A 12AX7 (7025) has a gain factor of 100, the highest of the bunch. A replacement tube can have slightly less gain so the hiss would indeed drop.
A 5751 has a gain factor of around 70, so replacing the 12AX7 with one of these would decrease the hiss just by the natural gain reduction of the tube by around 25 or 30 %.
a 12AT7 has a gain factor of around 60 , making it even less than a 5751. Swap that 12AX7 with one of these and certainly the hiss will drop as well.
If the original 12AX7 had the highest gain of any of the replacements than the hiss would be reduced because the overall gain of the signal going to the power tubes is reduced.
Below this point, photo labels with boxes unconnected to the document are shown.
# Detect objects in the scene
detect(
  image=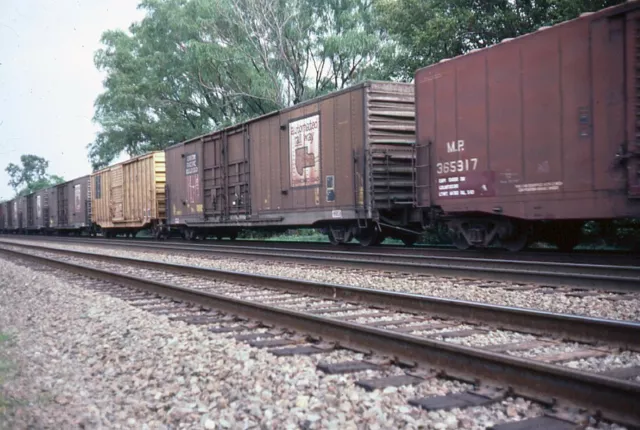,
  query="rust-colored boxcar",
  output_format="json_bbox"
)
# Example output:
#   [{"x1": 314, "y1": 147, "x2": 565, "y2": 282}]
[
  {"x1": 26, "y1": 188, "x2": 50, "y2": 231},
  {"x1": 166, "y1": 82, "x2": 415, "y2": 244},
  {"x1": 15, "y1": 196, "x2": 28, "y2": 232},
  {"x1": 0, "y1": 200, "x2": 15, "y2": 233},
  {"x1": 47, "y1": 176, "x2": 91, "y2": 232},
  {"x1": 0, "y1": 202, "x2": 7, "y2": 233},
  {"x1": 91, "y1": 151, "x2": 166, "y2": 236},
  {"x1": 415, "y1": 2, "x2": 640, "y2": 250}
]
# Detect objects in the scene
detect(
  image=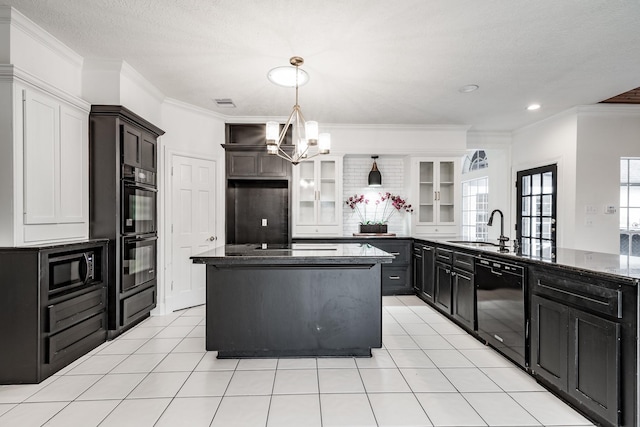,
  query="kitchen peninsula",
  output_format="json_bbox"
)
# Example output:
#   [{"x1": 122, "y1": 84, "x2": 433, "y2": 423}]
[{"x1": 191, "y1": 243, "x2": 393, "y2": 358}]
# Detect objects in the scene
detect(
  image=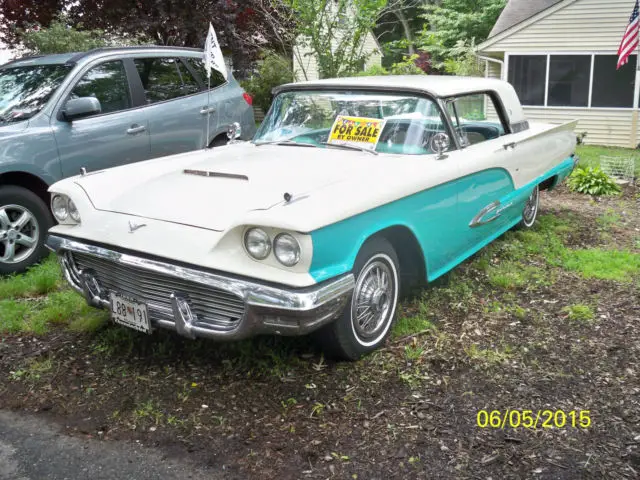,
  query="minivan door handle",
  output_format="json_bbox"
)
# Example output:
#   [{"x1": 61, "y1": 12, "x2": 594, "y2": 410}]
[{"x1": 127, "y1": 125, "x2": 147, "y2": 135}]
A really good tech should tell us WHY he replaced the tube and if there was a difference in gain factors. You do this with a scope and multimeter.
A noisy tube is not the same as a weaker tube.
Many players pull 12AX7's on the front end and replace them with 12AT7's to purposely reduce the preamp gain. Some say it improves overall headroom, maybe it does maybe it doesn't. To me it appears that it just reduces the gain of the amp. IF the amp is designed with tubes X,Y + Z, those are the tubes I use.
As stated above, if an amp HISSES, sure it is very possible that a tube is causing it, but it is also possible that it has nothing to do with tubes. Changing a tube with a lessor gain factor gives the appearance of fixing the hiss but in all practicality the same amount of hiss is still present, but now at a lower gain level so it sounds like it is fixed.